In interviews this week, former officials insisted the Steele dossier did not influence the findings of the 2016 assessment. But the House report took issue with that, noting that in one of the bullet points in the original, classified version, the assessment referred readers to the annex discussing the dossier. The House report said the two-page annex summarizing the dossier “misrepresented the significance and credibility” of Mr. Steele’s work.

The dossier “was written in an amateurish conspiracy and political propaganda tone that invited skepticism, if not ridicule, over its content,” the report continued.

The House review also said one C.I.A. officer said he confronted John O. Brennan, the agency’s director at the time, with the flaws of the dossier. Mr. Brennan, according to the House report, acknowledged the flaws but added, “doesn’t it ring true.”

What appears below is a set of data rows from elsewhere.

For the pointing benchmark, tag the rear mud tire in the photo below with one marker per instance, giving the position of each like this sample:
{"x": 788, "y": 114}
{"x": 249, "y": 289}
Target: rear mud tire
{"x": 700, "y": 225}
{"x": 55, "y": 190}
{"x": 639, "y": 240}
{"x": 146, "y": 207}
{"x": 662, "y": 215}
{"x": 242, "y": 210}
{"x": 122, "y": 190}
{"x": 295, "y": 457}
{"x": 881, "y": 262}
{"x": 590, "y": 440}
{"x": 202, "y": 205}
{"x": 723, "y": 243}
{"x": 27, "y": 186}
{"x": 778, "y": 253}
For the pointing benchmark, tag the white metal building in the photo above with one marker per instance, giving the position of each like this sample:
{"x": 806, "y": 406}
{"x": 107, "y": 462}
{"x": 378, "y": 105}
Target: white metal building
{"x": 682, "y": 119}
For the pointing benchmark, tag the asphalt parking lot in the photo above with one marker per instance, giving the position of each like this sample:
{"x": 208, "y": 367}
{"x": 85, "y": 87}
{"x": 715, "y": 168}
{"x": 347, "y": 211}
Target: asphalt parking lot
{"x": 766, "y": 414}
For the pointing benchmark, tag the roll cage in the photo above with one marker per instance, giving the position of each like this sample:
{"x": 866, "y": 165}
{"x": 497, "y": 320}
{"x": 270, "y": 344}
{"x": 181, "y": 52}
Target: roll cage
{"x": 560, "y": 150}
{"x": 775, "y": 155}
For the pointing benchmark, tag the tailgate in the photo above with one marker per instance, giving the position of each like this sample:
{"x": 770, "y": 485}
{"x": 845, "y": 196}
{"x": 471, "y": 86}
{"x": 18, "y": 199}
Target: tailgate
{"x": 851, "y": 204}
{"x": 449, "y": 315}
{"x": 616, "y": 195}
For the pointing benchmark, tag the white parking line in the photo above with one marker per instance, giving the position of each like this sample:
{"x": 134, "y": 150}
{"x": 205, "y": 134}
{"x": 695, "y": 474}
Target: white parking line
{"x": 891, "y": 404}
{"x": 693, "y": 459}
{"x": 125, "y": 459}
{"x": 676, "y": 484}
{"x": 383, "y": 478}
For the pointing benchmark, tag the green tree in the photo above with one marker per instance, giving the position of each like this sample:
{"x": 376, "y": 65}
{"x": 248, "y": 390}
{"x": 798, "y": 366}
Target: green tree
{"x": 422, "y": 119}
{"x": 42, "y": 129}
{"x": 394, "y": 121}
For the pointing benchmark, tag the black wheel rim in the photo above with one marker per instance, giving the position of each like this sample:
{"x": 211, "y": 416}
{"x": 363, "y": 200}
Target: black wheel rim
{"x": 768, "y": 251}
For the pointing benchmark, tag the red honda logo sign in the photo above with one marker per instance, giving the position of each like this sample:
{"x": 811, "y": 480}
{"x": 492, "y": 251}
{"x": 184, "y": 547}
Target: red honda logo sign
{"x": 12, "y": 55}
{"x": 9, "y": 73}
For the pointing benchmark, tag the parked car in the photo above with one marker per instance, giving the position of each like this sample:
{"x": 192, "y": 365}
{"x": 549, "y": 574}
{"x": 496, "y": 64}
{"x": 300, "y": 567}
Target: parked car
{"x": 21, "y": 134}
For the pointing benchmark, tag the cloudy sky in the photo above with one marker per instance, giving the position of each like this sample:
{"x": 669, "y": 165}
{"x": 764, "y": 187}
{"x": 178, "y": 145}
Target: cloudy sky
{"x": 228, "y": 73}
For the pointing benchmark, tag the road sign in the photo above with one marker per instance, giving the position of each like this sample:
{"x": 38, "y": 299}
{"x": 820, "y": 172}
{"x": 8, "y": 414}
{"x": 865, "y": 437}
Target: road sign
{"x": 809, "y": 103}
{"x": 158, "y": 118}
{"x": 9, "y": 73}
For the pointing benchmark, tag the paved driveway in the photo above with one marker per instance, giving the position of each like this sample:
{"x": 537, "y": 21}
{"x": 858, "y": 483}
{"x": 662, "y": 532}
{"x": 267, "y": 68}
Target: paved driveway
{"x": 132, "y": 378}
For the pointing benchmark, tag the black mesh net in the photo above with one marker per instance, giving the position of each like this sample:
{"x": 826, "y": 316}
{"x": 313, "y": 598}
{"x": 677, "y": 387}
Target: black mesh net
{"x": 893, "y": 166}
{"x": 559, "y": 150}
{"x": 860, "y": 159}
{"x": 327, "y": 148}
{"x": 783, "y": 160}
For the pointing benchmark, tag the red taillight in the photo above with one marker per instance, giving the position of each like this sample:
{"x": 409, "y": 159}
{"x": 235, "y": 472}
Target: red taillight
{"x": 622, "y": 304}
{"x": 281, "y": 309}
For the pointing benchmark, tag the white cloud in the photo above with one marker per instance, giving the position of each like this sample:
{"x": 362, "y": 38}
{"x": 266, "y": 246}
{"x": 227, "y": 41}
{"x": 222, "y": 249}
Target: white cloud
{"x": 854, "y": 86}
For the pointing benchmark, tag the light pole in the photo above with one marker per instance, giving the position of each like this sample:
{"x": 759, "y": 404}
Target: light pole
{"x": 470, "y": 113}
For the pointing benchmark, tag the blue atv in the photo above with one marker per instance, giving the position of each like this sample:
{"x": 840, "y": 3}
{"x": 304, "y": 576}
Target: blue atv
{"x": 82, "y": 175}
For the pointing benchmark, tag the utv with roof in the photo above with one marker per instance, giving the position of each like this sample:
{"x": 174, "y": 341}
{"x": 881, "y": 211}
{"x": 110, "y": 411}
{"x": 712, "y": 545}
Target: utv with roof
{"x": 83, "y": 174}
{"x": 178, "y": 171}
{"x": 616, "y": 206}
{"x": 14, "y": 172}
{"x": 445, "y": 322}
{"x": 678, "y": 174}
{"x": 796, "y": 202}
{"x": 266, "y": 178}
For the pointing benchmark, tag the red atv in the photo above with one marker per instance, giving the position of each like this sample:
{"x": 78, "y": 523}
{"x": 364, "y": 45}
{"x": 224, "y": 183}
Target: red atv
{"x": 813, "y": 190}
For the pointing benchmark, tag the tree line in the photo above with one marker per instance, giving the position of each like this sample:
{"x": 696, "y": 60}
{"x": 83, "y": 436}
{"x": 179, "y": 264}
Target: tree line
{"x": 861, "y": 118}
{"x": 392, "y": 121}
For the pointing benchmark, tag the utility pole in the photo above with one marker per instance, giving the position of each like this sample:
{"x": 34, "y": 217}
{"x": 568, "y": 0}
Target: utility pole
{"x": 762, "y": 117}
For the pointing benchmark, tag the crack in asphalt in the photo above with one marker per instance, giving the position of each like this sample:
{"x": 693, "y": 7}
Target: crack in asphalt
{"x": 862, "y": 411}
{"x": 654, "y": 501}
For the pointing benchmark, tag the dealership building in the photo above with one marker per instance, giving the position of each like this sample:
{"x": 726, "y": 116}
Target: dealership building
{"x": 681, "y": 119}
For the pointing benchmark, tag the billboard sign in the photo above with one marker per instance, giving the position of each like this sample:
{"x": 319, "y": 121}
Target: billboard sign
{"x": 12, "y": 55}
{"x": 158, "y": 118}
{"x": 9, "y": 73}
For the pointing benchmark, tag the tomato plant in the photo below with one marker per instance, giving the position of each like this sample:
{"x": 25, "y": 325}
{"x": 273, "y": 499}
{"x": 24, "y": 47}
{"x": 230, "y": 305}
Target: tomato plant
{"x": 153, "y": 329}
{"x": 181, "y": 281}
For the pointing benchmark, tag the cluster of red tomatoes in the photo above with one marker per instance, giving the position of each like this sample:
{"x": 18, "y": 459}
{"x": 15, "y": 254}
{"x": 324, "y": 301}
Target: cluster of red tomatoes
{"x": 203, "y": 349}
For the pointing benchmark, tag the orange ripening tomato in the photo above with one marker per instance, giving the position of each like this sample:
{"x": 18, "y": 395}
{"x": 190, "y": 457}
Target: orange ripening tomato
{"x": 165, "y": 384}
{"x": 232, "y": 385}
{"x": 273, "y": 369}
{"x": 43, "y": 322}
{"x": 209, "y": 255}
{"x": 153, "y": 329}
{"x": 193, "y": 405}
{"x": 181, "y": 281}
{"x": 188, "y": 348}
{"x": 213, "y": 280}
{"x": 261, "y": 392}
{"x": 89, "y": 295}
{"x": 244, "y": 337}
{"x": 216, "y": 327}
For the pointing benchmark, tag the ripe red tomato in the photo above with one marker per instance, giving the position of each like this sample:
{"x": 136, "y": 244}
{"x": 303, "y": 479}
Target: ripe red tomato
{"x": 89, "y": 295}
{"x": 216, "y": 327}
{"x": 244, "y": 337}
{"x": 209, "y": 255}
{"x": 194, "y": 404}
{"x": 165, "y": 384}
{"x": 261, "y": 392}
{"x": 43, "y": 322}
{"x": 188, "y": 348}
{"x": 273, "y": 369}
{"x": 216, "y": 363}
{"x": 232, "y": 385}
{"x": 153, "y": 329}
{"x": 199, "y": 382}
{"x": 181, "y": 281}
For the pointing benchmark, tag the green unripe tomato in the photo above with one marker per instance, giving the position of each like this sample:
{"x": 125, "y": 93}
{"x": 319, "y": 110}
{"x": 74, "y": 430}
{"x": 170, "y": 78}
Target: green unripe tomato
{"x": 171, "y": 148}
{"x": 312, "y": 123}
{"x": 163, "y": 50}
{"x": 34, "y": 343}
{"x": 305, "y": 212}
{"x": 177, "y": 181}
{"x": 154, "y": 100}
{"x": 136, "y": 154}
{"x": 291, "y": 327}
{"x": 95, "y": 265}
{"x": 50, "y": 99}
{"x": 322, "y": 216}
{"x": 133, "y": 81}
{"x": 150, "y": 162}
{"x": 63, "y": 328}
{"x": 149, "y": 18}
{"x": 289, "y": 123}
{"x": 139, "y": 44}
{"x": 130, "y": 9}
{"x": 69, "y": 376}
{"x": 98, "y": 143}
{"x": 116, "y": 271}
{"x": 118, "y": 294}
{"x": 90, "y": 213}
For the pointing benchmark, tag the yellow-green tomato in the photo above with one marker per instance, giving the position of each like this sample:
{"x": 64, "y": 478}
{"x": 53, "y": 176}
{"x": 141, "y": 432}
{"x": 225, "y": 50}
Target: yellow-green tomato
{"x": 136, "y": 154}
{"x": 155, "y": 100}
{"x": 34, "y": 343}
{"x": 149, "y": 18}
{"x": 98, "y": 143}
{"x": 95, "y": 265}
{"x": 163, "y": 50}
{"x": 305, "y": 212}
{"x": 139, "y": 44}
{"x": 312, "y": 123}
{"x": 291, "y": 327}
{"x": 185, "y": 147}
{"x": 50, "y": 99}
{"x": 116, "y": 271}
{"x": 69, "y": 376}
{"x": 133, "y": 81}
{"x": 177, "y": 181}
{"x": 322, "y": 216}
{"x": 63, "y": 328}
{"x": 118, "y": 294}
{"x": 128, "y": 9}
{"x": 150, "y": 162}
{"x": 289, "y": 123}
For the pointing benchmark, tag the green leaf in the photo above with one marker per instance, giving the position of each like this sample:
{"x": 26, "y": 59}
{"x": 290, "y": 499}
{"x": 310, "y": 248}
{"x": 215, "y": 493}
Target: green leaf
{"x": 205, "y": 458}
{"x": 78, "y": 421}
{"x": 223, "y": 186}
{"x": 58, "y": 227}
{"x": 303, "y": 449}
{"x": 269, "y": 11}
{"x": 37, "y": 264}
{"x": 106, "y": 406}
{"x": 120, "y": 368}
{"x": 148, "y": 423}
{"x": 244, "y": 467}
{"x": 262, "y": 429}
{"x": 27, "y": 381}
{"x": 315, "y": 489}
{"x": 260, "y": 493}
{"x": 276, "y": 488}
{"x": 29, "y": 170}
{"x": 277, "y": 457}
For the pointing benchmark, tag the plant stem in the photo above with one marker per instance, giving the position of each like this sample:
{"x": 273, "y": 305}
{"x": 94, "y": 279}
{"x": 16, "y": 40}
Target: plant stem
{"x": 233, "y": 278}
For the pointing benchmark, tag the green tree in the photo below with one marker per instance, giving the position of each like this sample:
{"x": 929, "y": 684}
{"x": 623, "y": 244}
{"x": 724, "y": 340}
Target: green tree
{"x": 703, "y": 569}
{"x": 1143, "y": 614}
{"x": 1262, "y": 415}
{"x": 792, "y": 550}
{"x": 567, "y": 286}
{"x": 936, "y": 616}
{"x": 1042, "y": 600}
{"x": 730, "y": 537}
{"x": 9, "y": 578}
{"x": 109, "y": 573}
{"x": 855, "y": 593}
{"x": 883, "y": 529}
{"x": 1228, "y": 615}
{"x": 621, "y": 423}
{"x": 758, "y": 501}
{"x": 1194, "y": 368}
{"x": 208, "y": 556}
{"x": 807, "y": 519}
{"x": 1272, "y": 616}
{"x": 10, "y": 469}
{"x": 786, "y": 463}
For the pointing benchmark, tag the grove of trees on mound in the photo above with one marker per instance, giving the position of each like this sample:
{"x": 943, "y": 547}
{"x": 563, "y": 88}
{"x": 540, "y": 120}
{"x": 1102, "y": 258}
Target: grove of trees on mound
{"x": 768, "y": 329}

Mr. Brennan, who emerged as one of the sharpest critics of Mr. Trump, has long denied that the dossier colored the assessment and said that he backed C.I.A. officers who wanted it kept out of the main body. He has said he placed the dossier in the annex at the insistence of the F.B.I.

Former Obama administration officials acknowledged in hindsight that including the unverified dossier in the annex was a mistake, given the justifiable criticisms Republicans had of Mr. Steele’s assertions. But the officials said the F.B.I. felt it had no choice but to include it in the annex to avoid appearing as if they were hiding something from Mr. Trump.

C.I.A. officials wanted to be sure the F.B.I. signed on to the overall assessments, and they felt that the bureau would do that only if the annex was included, former officials said.

Ms. Gabbard has said she wants to end the weaponization of intelligence. She has condemned politicians for what she sees as the use of selective bits of intelligence against their opponents.

While she has portrayed the release of the documents as a corrective to the errors and missteps of the Obama administration, former officials and even some allies of Ms. Gabbard have said her effort to throw a lifeline to Mr. Trump is an example of the very politicization she has vowed to stamp out.